AİHM pek çok kararında , hukuk davalarında karar düzeltmenin etkili bir iç hukuk yolu olduğunu belirterek 6 aylık başvuru süresinin karar düzeltme talebinin reddine dair kararın tebliği tarihinden başlayacağını öngörmüştür.
Ancak HUMK.da karar düzeltmenin reddi kararlarının tebliği diye bir usul bulunmadığından, çoğunlukla kararlar tebliğ edilmemektedir.
Türkiye'de hukuk davaları temyiz ve karar düzeltme aşamalarından sonra kesinleşmektedir.İdari yargıda görülen davalarda da benzer süreçler işlemektedir.Karar düzeltme Türk Hukuku açısından sonuç alma olanağı bulunan bir yasa yoludur.Aksi halde Hükümet'in sunabileceği pek çok örnek Yargıtay ve Danıştay kararları gözetilerek yöntemsel açıdan şartları oluşmayan başvurular reddedilebilir. "Sorularla AİHS, Güney Dinç, TBB, MAyıs 2006, sy. 38)
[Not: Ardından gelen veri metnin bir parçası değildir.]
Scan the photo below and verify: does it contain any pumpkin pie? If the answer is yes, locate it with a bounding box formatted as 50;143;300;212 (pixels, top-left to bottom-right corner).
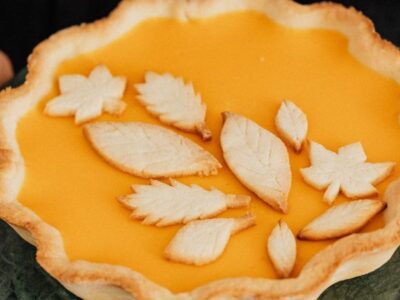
0;0;400;299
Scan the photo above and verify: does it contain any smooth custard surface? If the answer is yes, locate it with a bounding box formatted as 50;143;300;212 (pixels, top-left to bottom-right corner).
18;12;400;292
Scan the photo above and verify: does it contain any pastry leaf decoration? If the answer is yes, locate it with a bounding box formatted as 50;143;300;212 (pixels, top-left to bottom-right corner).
44;65;126;124
300;141;395;204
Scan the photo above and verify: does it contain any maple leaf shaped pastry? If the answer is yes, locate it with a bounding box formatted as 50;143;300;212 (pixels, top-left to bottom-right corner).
83;122;222;178
300;141;395;204
275;100;308;152
297;199;386;241
267;220;296;278
44;65;126;124
118;179;250;227
135;72;211;140
164;215;255;266
221;112;292;212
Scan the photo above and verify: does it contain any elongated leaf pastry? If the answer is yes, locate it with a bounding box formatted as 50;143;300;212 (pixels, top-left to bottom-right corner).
221;112;292;212
275;100;308;152
135;72;211;140
297;199;386;241
165;215;255;266
84;122;221;178
300;141;395;204
119;179;250;227
267;220;296;278
44;65;126;124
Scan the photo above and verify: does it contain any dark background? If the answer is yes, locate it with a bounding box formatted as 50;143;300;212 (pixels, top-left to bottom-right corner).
0;0;400;300
0;0;400;71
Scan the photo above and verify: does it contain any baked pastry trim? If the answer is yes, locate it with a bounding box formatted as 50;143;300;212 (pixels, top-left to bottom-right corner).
0;0;400;299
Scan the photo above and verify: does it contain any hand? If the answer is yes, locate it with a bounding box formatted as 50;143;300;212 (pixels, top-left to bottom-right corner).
0;51;14;86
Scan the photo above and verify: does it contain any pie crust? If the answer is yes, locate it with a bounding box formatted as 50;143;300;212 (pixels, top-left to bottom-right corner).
0;0;400;299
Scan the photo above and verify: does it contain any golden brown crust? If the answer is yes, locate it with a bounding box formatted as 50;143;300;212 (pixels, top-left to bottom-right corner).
0;0;400;299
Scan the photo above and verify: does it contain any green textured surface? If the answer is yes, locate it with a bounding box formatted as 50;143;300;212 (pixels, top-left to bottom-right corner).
0;71;400;300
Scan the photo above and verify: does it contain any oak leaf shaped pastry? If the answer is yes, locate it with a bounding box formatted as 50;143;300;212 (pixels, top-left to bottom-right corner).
267;220;296;278
135;72;211;140
275;100;308;152
164;215;255;266
300;141;395;204
297;199;386;241
221;112;292;212
83;122;222;178
118;179;250;227
44;65;126;124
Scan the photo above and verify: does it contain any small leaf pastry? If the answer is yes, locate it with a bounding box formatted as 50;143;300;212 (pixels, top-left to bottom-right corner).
165;215;255;266
221;112;292;213
297;199;386;241
84;122;222;178
275;100;308;152
135;72;211;140
267;220;296;278
44;65;126;124
300;141;395;204
119;179;250;227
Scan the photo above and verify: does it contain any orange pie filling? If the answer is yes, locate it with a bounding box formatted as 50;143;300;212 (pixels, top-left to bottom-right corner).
14;12;400;292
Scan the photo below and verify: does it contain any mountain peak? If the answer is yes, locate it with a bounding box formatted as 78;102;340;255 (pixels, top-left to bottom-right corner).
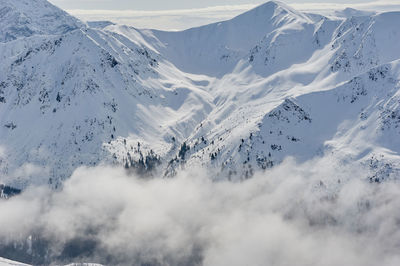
234;1;310;23
0;0;84;42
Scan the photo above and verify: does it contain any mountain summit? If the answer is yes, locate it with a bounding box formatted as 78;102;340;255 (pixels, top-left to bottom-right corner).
0;0;83;42
0;0;400;189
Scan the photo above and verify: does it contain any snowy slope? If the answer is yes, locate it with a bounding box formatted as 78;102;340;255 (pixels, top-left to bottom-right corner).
0;0;400;188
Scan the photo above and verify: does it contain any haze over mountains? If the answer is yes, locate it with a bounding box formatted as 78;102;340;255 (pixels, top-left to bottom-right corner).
0;0;400;188
0;0;400;265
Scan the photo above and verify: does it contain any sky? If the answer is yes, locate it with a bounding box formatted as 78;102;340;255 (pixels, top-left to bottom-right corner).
50;0;400;30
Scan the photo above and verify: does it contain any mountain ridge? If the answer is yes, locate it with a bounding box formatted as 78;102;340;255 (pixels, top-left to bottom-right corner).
0;0;400;189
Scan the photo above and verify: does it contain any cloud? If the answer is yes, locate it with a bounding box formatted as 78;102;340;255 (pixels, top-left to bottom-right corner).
64;0;400;30
0;158;400;266
68;4;255;30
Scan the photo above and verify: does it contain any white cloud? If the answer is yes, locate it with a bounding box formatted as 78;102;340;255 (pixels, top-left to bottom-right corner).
68;0;400;30
0;158;400;266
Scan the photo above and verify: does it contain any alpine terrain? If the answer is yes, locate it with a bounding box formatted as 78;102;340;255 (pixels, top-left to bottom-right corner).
0;0;400;265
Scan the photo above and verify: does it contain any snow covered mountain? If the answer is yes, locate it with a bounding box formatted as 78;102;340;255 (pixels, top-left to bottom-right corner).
0;0;400;188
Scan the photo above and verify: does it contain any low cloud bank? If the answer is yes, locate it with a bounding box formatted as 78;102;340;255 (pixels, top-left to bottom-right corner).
0;159;400;266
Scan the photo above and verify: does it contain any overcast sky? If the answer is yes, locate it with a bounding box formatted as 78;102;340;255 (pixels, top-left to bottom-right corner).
50;0;400;30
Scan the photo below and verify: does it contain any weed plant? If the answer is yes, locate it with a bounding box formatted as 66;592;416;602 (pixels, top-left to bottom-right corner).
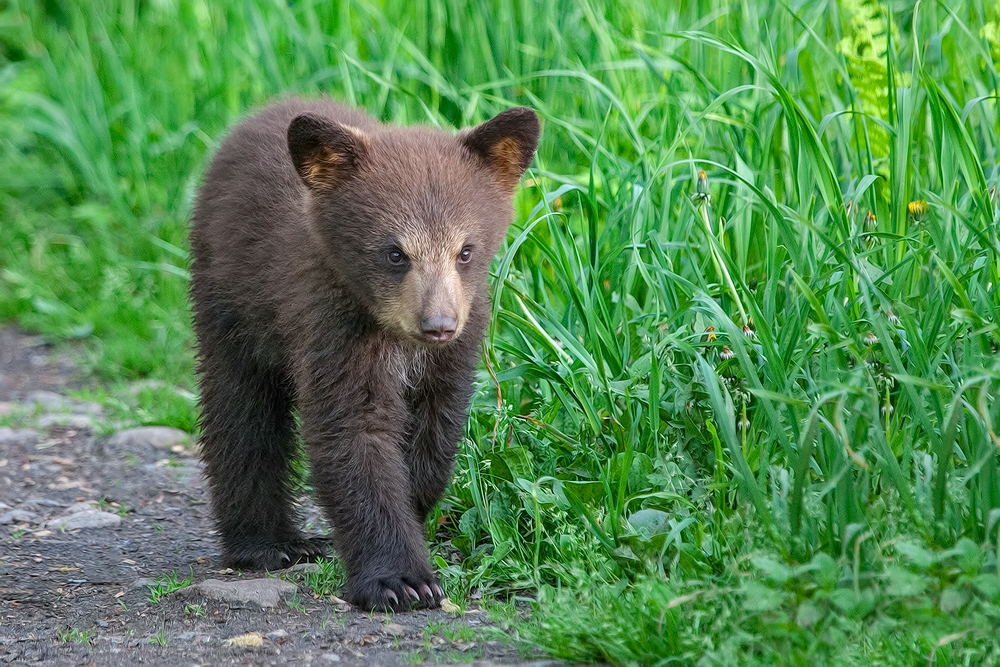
0;0;1000;665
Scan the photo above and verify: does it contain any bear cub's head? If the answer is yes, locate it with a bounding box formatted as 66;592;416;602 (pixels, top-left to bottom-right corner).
288;107;539;345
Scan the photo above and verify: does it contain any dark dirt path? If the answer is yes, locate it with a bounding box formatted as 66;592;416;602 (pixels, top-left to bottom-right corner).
0;328;544;666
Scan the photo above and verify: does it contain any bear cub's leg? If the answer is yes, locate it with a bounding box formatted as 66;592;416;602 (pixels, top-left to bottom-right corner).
199;337;324;570
298;340;450;610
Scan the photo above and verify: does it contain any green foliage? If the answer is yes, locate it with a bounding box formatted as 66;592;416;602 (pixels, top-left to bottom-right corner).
56;628;95;647
302;558;347;597
0;0;1000;664
146;571;194;604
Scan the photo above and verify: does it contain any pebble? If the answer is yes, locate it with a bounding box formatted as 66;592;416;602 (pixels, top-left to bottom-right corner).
178;579;298;609
108;426;191;450
22;389;102;415
22;389;72;412
285;563;321;574
24;498;62;507
0;510;39;526
382;623;406;637
38;414;94;430
45;503;122;530
0;426;38;446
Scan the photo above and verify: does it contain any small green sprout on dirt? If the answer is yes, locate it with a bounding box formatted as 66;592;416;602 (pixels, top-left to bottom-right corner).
58;628;94;646
302;558;347;597
146;571;194;604
184;604;206;618
149;623;170;646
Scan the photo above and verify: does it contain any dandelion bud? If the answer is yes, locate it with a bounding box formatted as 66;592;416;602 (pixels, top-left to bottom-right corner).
695;169;708;196
906;199;927;222
691;170;712;204
865;211;878;232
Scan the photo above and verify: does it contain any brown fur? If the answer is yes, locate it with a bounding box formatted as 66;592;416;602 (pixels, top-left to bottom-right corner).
191;100;539;609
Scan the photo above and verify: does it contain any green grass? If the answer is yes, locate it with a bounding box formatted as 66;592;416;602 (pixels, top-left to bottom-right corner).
146;570;194;604
0;0;1000;665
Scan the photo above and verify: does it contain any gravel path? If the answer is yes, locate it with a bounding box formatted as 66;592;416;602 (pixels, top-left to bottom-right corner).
0;329;554;666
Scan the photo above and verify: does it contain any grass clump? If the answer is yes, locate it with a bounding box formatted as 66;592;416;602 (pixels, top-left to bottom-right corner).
0;0;1000;664
146;571;194;604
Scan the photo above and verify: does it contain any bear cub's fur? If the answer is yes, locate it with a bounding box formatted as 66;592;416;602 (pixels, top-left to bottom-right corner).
191;100;539;609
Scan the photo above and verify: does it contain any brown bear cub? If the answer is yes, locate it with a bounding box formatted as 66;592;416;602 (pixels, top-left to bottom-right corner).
191;100;539;609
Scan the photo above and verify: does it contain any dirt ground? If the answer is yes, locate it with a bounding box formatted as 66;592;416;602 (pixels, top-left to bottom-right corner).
0;328;555;666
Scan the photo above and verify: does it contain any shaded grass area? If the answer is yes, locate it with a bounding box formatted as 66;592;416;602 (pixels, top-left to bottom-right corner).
0;0;1000;664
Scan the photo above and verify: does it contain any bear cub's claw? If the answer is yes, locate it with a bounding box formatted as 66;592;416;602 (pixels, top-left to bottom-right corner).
223;537;326;571
344;576;445;611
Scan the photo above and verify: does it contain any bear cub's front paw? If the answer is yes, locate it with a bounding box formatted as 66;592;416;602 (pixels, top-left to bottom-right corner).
344;571;445;611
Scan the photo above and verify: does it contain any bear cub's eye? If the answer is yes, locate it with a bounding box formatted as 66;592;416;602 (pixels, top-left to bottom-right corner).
385;248;406;266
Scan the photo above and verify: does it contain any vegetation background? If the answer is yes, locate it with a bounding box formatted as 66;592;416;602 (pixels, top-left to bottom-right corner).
0;0;1000;665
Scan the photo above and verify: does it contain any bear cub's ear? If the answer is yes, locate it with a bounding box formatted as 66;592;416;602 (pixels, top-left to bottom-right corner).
459;107;541;192
288;114;368;190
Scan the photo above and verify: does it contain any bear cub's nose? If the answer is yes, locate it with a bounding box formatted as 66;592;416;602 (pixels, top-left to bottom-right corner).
420;315;458;343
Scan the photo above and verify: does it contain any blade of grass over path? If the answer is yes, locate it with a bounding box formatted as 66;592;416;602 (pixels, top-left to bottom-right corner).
0;0;1000;664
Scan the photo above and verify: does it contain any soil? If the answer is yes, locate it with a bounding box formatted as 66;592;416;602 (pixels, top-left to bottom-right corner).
0;328;540;666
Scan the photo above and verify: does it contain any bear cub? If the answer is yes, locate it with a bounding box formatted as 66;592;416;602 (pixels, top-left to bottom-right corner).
191;100;539;610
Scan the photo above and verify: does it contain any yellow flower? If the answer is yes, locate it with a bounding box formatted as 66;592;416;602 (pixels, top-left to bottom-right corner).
906;199;927;222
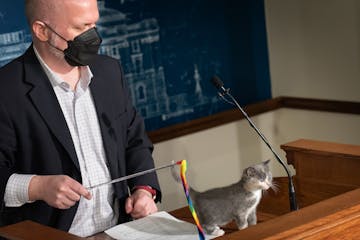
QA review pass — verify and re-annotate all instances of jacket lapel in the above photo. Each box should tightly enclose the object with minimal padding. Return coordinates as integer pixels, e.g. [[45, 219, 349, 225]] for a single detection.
[[90, 66, 121, 178], [24, 46, 80, 171]]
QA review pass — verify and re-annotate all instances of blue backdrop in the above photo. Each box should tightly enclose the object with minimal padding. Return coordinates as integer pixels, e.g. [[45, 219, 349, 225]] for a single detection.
[[0, 0, 271, 131]]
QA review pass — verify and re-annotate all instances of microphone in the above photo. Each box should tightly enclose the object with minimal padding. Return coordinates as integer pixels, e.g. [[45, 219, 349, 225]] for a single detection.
[[211, 76, 298, 211]]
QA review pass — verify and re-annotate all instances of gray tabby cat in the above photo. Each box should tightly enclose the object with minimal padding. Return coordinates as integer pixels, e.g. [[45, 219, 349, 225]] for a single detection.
[[173, 160, 273, 236]]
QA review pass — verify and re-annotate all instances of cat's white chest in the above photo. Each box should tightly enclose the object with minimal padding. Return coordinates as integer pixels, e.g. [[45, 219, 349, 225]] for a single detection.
[[254, 190, 261, 202]]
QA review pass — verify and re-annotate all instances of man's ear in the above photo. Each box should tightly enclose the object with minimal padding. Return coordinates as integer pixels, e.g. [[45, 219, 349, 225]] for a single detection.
[[32, 21, 49, 42]]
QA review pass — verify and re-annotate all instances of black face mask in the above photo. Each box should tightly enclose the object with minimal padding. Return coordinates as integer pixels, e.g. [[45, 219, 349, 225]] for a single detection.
[[46, 25, 102, 66]]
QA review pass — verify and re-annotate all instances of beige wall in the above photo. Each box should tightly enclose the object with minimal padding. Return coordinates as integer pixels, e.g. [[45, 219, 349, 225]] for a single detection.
[[154, 0, 360, 210]]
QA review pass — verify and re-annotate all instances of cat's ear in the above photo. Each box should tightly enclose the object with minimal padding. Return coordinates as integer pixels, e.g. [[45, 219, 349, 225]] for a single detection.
[[245, 167, 256, 177], [263, 159, 271, 165]]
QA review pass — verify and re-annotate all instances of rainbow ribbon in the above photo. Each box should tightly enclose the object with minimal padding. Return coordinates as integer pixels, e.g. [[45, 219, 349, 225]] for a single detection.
[[176, 160, 205, 240]]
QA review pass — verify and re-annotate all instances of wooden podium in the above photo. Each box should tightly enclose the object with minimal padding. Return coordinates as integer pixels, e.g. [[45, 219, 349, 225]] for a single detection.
[[0, 139, 360, 240]]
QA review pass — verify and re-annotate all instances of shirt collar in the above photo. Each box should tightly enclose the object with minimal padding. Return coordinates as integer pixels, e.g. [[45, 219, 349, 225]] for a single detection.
[[33, 45, 93, 91]]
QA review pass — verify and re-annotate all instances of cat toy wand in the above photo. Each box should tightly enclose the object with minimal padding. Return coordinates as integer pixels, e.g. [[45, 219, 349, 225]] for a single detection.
[[87, 162, 177, 190]]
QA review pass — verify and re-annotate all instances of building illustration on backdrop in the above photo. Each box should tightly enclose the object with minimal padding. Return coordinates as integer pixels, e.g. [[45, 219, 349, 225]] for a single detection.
[[0, 1, 216, 128]]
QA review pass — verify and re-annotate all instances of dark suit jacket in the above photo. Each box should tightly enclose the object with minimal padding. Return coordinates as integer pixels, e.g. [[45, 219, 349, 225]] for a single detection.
[[0, 46, 161, 231]]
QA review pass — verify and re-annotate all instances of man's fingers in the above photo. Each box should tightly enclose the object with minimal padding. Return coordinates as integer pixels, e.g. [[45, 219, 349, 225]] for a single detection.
[[125, 197, 133, 214], [70, 180, 91, 201]]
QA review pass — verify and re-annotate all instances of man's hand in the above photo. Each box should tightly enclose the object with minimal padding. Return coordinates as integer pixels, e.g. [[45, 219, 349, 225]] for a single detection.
[[125, 189, 158, 219], [29, 175, 91, 209]]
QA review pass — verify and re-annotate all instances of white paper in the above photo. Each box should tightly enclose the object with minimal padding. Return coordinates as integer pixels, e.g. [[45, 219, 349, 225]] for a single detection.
[[105, 212, 215, 240]]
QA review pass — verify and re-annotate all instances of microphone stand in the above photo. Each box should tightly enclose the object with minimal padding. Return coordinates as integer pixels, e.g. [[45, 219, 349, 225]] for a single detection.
[[217, 82, 299, 211]]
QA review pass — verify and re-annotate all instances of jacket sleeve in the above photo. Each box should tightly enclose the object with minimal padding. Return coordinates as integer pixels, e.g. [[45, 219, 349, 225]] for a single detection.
[[0, 102, 16, 211]]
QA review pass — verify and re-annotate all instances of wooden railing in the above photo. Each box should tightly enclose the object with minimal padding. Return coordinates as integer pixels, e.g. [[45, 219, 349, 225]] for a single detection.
[[0, 139, 360, 240], [148, 97, 360, 143]]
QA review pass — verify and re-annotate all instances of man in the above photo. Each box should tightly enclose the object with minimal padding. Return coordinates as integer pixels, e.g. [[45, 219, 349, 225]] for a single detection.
[[0, 0, 161, 236]]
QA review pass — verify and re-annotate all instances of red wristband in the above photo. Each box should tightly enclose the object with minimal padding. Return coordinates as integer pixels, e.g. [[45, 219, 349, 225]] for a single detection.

Uygulamadaki bu tebliğ eksikliğini kullanmak isteyen pek çok vatandaşımız aradan uzun yıllar geçmesine rağmen tebliğ edilmemiş kararları tebliğ ettirmek suretiyle AİHM'ye başvurmuş ve bu durum mahkemece hakkın kötüye kullanılması olarak nitelendirildiğinden yakın tarihli kararlarında, kararın verildiği tarihi esas almaya başlamıştır.
Bu arada Av.AK. meslektaşımızın belirttiği gibi iç hukuk yollarının etkili olmadığı durumlarda, iç hukuk yollarının tümünün tüketilmesi beklenmeden AHİM'e başvuru yapmak da mümkündür. Tabii bunu her olayın somut özelliğine göre değerlendirmek gerekir.